I understand the process, regulations, and criteria involved in the importation of goods, vehicles, and firearms. What I am not certain about is my declaration at the border and my immediate status upon crossing into the country. 

My questions:

1. Do I simply state to the border patrol officers my intention of moving back to Canada, hand over the necessary documents/forms, pay the required duties, and proceed through to my destination? 

2. Do my rights as a Canadian citizen/resident immediately resume the minute I step foot onto Canadian soil? More specifically, will my ability to work, apply for health care, and purchase a home be made available instantaneously?

3. Even though my wife will have permanent resident status prior to entry into Canada, I understand that she will still need to wait 3 months before being entitled to provincial health care. In the case of our children (which will have proof of Canadian citizenship) however, will they be eligible to health care immediately?

I would appreciate any input that you all may have and personal experiences that may apply to my situation. 

Regards


----------



## Auld Yin (Mar 10, 2009)

JKI2S said:


> Hello All,
> 
> I am a dual citizen (CDN/US) presently residing in the United States. I have been living here for the past 10 years but, for a number of reasons, have decided to move back to Canada with my family. I am in the process of sponsoring my American wife and applying for proof of Canadian citizenship for our three children. Each child was born after April 2009 and are eligible for Canadian citizenship.
> 
> ...


Good Luck.


----------



## JKI2S (Nov 16, 2013)

Auld,

Thank you for your response. As I understand it, I will be required to pay a duty on the two vehicles that I import. I imagine that you bought a vehicle after arriving in Canada. I would rather do that as well but automobiles are much cheaper here in the US. 

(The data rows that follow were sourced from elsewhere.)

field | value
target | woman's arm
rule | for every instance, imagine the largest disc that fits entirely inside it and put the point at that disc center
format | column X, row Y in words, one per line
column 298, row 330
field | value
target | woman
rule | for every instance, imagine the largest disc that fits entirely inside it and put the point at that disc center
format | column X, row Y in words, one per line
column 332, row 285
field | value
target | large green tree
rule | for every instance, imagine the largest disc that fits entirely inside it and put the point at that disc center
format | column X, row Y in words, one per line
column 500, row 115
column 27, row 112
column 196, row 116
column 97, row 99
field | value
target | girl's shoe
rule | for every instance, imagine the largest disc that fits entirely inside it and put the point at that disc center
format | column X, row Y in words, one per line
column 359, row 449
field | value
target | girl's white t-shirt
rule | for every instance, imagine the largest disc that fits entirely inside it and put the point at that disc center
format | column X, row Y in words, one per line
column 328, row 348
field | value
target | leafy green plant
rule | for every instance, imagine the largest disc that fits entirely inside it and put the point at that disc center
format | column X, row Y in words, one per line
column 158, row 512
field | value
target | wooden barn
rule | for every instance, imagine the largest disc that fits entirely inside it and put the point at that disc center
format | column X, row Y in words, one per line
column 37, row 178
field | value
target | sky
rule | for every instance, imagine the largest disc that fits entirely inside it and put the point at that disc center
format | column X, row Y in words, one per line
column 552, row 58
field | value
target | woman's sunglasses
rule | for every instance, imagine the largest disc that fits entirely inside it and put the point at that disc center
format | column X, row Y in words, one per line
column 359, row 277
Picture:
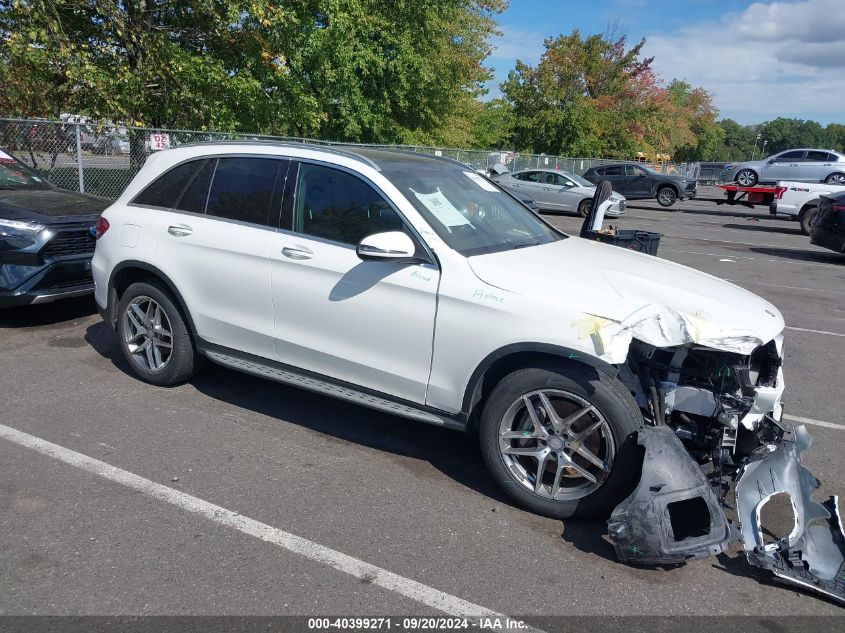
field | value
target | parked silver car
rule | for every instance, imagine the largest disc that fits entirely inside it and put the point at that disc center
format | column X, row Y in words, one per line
column 555, row 190
column 805, row 165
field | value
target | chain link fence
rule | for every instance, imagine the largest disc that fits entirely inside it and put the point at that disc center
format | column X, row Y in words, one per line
column 103, row 159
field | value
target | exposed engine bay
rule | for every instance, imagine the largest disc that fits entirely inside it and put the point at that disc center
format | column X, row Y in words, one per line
column 714, row 420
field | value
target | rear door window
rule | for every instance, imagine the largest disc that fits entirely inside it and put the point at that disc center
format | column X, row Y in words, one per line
column 820, row 157
column 196, row 195
column 165, row 190
column 242, row 189
column 790, row 157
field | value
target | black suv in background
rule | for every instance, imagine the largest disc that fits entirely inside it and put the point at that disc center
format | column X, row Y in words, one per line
column 828, row 229
column 637, row 182
column 46, row 237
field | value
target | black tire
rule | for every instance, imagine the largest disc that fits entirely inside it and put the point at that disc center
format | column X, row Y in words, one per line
column 666, row 196
column 183, row 361
column 807, row 218
column 609, row 397
column 584, row 207
column 746, row 177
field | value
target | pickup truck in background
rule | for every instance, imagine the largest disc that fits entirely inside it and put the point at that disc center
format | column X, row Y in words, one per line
column 801, row 200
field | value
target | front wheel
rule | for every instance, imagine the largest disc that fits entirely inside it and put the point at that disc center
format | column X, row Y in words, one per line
column 154, row 337
column 666, row 196
column 746, row 178
column 561, row 440
column 584, row 207
column 808, row 218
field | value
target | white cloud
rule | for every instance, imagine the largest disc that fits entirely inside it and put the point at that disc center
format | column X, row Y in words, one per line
column 809, row 21
column 775, row 59
column 518, row 44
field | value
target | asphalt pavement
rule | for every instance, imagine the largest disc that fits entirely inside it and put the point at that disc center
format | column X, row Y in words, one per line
column 322, row 507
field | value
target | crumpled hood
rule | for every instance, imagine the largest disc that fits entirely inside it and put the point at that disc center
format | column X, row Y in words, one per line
column 49, row 206
column 623, row 295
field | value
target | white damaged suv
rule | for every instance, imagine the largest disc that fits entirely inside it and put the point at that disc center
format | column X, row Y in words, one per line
column 411, row 284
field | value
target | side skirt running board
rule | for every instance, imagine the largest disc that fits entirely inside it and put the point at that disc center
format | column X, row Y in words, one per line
column 327, row 388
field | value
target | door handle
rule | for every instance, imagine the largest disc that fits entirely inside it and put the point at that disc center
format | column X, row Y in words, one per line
column 297, row 252
column 179, row 230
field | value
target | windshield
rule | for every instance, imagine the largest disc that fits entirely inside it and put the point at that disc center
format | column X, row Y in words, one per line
column 469, row 213
column 578, row 180
column 15, row 175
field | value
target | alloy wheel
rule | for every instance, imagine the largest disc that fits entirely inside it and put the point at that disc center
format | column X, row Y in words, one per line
column 746, row 178
column 556, row 444
column 147, row 334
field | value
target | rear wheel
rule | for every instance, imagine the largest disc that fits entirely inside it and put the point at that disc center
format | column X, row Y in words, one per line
column 154, row 337
column 584, row 207
column 808, row 218
column 666, row 196
column 746, row 177
column 561, row 441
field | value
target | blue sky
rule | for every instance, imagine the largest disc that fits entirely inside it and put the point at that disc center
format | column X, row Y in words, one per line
column 758, row 59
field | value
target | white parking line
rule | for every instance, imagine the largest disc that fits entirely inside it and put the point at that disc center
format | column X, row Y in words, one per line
column 828, row 425
column 802, row 329
column 791, row 262
column 359, row 569
column 761, row 283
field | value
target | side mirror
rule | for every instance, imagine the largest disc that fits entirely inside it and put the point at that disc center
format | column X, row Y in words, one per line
column 392, row 245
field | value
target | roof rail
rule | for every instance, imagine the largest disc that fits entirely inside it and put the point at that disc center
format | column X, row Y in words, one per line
column 328, row 148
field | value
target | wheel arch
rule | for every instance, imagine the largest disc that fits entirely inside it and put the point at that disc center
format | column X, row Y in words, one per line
column 504, row 360
column 810, row 204
column 128, row 272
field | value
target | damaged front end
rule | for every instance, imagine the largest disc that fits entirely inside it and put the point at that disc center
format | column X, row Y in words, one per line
column 714, row 418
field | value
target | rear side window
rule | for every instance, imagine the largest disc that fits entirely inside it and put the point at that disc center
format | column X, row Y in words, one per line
column 165, row 190
column 196, row 194
column 341, row 207
column 790, row 156
column 242, row 189
column 821, row 157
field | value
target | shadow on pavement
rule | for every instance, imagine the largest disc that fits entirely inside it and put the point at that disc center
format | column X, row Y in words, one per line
column 801, row 255
column 415, row 445
column 787, row 229
column 588, row 537
column 47, row 314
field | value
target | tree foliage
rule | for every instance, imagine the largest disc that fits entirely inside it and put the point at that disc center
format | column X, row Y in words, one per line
column 595, row 96
column 363, row 70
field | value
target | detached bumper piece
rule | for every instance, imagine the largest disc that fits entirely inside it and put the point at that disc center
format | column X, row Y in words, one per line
column 673, row 515
column 812, row 555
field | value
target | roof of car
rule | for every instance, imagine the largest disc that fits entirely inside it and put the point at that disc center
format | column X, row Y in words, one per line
column 545, row 169
column 382, row 159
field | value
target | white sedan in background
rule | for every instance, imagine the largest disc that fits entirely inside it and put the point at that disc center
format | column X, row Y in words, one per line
column 555, row 190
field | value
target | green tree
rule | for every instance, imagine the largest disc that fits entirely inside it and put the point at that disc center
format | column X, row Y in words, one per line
column 782, row 134
column 595, row 96
column 561, row 106
column 361, row 70
column 833, row 137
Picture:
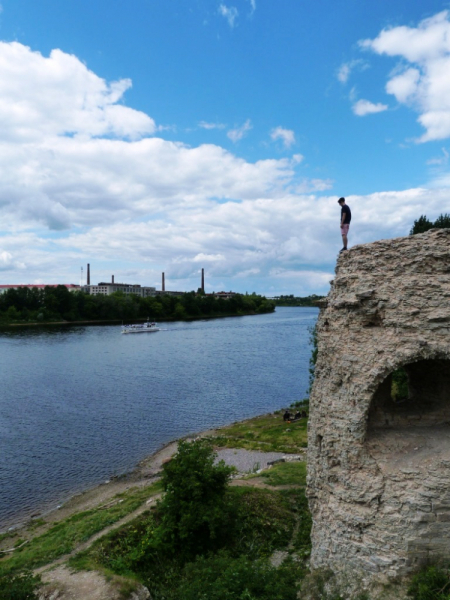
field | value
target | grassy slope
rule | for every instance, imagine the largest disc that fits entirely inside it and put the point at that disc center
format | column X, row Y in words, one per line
column 268, row 433
column 66, row 535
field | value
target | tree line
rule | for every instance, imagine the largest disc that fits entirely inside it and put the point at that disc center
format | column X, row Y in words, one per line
column 292, row 300
column 50, row 304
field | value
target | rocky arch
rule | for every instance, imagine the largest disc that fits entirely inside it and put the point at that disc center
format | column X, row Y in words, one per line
column 379, row 470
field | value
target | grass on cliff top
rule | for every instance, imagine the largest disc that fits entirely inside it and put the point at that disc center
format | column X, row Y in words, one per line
column 287, row 473
column 63, row 537
column 268, row 433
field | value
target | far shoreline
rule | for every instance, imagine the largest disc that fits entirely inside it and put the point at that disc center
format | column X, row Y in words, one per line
column 137, row 320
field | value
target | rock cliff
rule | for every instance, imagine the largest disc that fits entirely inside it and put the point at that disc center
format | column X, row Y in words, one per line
column 379, row 469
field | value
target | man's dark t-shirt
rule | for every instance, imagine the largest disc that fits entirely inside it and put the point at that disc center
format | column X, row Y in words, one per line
column 348, row 214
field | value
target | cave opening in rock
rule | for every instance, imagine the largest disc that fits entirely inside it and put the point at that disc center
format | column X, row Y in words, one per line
column 416, row 395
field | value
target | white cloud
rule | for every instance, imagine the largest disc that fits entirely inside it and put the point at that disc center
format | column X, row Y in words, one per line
column 345, row 70
column 424, row 84
column 206, row 125
column 237, row 134
column 286, row 135
column 365, row 107
column 58, row 95
column 441, row 160
column 135, row 206
column 230, row 13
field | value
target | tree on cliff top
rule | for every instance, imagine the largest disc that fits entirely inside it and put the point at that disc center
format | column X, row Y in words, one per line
column 423, row 224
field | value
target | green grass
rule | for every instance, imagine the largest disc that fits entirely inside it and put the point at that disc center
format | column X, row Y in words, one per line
column 63, row 537
column 268, row 433
column 285, row 473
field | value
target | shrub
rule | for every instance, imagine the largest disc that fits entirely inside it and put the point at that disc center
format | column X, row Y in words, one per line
column 22, row 586
column 220, row 576
column 432, row 583
column 194, row 510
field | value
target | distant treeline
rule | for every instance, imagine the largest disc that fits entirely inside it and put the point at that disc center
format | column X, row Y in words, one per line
column 297, row 300
column 423, row 224
column 35, row 305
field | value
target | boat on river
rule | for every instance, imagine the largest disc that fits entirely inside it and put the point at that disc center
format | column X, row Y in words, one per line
column 147, row 327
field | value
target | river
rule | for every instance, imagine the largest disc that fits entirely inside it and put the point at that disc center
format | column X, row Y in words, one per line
column 80, row 404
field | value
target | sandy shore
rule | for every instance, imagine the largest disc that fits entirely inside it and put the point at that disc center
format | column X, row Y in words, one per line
column 143, row 475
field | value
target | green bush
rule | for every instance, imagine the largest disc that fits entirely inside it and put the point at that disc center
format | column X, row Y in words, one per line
column 432, row 583
column 222, row 577
column 194, row 512
column 423, row 224
column 21, row 586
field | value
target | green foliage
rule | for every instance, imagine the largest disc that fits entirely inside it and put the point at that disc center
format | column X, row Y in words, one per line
column 432, row 583
column 264, row 521
column 399, row 386
column 287, row 473
column 268, row 433
column 63, row 537
column 58, row 304
column 322, row 584
column 22, row 586
column 292, row 300
column 194, row 510
column 221, row 576
column 423, row 224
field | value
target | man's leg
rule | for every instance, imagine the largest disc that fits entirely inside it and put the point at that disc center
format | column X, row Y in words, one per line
column 344, row 232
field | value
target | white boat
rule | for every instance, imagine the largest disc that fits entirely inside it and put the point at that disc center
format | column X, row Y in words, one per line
column 140, row 328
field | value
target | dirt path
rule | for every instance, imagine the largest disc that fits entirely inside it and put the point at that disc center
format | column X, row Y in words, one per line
column 63, row 584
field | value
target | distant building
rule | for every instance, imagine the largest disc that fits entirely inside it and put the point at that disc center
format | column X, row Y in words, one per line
column 167, row 293
column 40, row 286
column 223, row 295
column 106, row 289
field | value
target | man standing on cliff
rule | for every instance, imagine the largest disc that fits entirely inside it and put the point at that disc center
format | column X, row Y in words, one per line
column 346, row 217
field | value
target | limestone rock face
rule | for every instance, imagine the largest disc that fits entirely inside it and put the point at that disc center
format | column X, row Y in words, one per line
column 379, row 466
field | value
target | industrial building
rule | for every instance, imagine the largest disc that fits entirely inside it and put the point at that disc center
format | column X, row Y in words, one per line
column 39, row 286
column 106, row 289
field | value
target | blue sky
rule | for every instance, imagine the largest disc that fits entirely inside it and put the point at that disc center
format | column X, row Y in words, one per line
column 169, row 135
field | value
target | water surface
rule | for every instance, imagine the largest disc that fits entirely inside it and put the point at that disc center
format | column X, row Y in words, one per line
column 83, row 403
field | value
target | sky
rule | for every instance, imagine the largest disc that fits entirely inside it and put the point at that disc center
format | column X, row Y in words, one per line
column 150, row 136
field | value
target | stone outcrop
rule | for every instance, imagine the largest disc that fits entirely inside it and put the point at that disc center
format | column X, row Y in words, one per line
column 379, row 469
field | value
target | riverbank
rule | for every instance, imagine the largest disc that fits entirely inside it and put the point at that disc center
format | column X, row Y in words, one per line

I'll continue to look into the healthcare issue but what you mentioned sounds about right.


----------



## WestCoastCanadianGirl (Mar 17, 2012)

For the provincial health cover, I'd look for and print out the application beforehand and put it into an envelope and the second you cross into Canada, find a retail post office (try at a 7-11... they usually have stamps at the counter... or try looking on the Postes Canada site for a location close-ish to where you'll be entering Canada) and buy a book of stamps and throw that application into the mail... I know that for the province of BC, the 90 day waiting clock starts the day that you arrive in the province, provided you tell them that you've arrived (I'd imagine that the same holds true for those provinces that have the 90 day waiting period), so the sooner you can get the application in, the sooner you can get coverage... it may take a few days to get your application into the system, but the sooner you can accomplish that, the sooner your coverage will start.

Good luck to you, have a safe journey up and welcome home!


----------



## Auld Yin (Mar 10, 2009)

JKI2S said:


> Auld,
> 
> Thank you for your response. As I understand it, I will be required to pay a duty on the two vehicles that I import. I imagine that you bought a vehicle after arriving in Canada. I would rather do that as well but automobiles are much cheaper here in the US.
> 
> I'll continue to look into the healthcare issue but what you mentioned sounds about right.


Okay but you'll need some adjustments to your autos to make them comply with Canadian standards such as Daylight Running Lights. Canadian Tire can do this for you. I don't know for sure but your cars are personal goods so I done think there's any import duty/fees involved.
Again, Good Luck.


----------



## JKI2S (Nov 16, 2013)

Thanks for the valuable information, WCCG!


----------



## JKI2S (Nov 16, 2013)

Hopefully I don't have to pay any duties on my vehicles but, from what I've been reading, I will have to pay import assessments that could include duty, excise tax and GST because my vehicles are not 10 years or older. I'm not sweating the costs though...it shouldn't amount to much. 

I looked into the regulations and have ordered two daytime running light kits and plan on installing them myself. Fortunately, my vehicles already have electronic immobilization systems. 

Thanks for the heads up.


----------